Mais, selon les informations communiquées par l'entreprise, il faudra attendre fin 2023 pour voir la circulation d’un premier train en essais, le lancement de la fabrication de série et la mise en place des infrastructures hydrogène (stations de ravitaillement, notamment).
Pas avant 2025/2026 pour voir des lancements commerciaux en France
Puis 2025 pour l'obtention des autorisations de mise en service commercial d’une mini flotte de trains afin d’engranger les premiers retours d’expérience. Un lancement commercial à grande échelle n'est donc pas prévu avant 2025-2026 alors que la SNCF tablait au départ sur 2024...
Si techniquement les trains à hydrogène d'Alstom (les Coradia iLint) sont opérationnels, de nombreux obstacles sont encore à lever.
"Il y a une frénésie, c'est vrai, pour aller vite mais ça prendra du temps", confirmait il y a quelques mois à BFM Business Christelle Rouillé, directrice générale d'Hynamics, filiale hydrogène d'EDF.
Principale problématique: le ravitaillement des trains. Alstom et Hynamics ont ainsi signé en novembre 2021 un partenariat afin de "définir un standard international de ravitaillement qui permettra de limiter l'immobilisation des trains à hydrogène lors de leur remplissage".

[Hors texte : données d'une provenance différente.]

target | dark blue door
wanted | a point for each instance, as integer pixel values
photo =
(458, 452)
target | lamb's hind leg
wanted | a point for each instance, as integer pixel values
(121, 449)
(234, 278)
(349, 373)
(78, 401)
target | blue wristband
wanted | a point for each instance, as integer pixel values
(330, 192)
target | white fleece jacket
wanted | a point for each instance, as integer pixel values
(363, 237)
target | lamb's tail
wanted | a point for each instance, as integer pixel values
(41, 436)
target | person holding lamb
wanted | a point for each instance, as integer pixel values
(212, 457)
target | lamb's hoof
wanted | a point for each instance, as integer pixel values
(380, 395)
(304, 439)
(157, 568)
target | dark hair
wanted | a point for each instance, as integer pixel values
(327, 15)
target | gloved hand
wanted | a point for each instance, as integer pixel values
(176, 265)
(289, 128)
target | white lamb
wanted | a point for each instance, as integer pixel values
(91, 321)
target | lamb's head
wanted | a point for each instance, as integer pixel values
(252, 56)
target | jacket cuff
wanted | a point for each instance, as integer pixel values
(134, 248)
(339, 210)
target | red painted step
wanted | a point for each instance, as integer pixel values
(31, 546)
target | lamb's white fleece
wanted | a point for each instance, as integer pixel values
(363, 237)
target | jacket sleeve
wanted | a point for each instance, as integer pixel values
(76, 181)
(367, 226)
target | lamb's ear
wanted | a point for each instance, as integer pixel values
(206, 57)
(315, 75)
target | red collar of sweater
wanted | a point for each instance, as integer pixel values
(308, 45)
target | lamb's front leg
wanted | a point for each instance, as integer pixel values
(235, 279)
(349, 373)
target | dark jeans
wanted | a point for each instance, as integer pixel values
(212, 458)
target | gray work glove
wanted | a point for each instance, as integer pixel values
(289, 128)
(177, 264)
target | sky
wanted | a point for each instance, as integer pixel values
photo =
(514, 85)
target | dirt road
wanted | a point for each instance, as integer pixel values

"L'objectif numéro un est d'être capable de respecter demain les engagements des opérateurs pour remplir les réservoirs dans un temps très court, en toute sécurité", explique la responsable.
Obstacles à lever
Et il y a du travail. Pour le moment, les deux partenaires planchent sur des travaux communs de modélisation, calculs et simulations, soit "une phase théorique" explique Christelle Rouillé.
"La deuxième phase sera de définir des standards internationaux, des standards qui sont toujours en cours de rédaction car ce marché est encore émergent", poursuit-elle. Il faut dire que les différences technologiques entre les pays sont nombreuses. En Allemagne par exemple, où des trains à hydrogène ont circulé commercialement, les rames utilisées ne sont pas les mêmes qu'en France.
A ce moment-là, le défi ne sera pas totalement relevé. Pour Hynamics, le modèle économique de l'hydrogène pour les transports ne sera viable qu'à travers "une mutualisation des infrastructures pour différents types de transports terrestres". On peut ainsi imaginer des stations de recharge qui délivrent aussi bien de l'hydrogène pour les trains que pour les cars présents à proximité des gares.
Problème, la ressource est encore rare et beaucoup de secteurs se positionnent: automobile, chimie, sidérurgie... Or, les infrastructures de production (pas forcément décarbonée d'ailleurs) sont encore peu nombreuses en Europe malgré les ambitions affichées par différents Etats comme la France et l'Allemagne.
En attendant, Alstom se frotte les mains. Pionnier en la matière, il voit son carnet de commandes se remplir à grande vitesse: France, Allemagne, Italie, Suède. Rien qu'en Allemagne "entre 2500 et 3000 trains diesel pourraient être remplacés par de l'hydrogène", affirme à l'AFP Stefan Schrank, chef du projet chez Alstom. L'industriel français devra néanmoins composer avec son concurrent allemand Siemens, qui travaille désormais étroitement avec l'opérateur national, la Deutsche Bahn.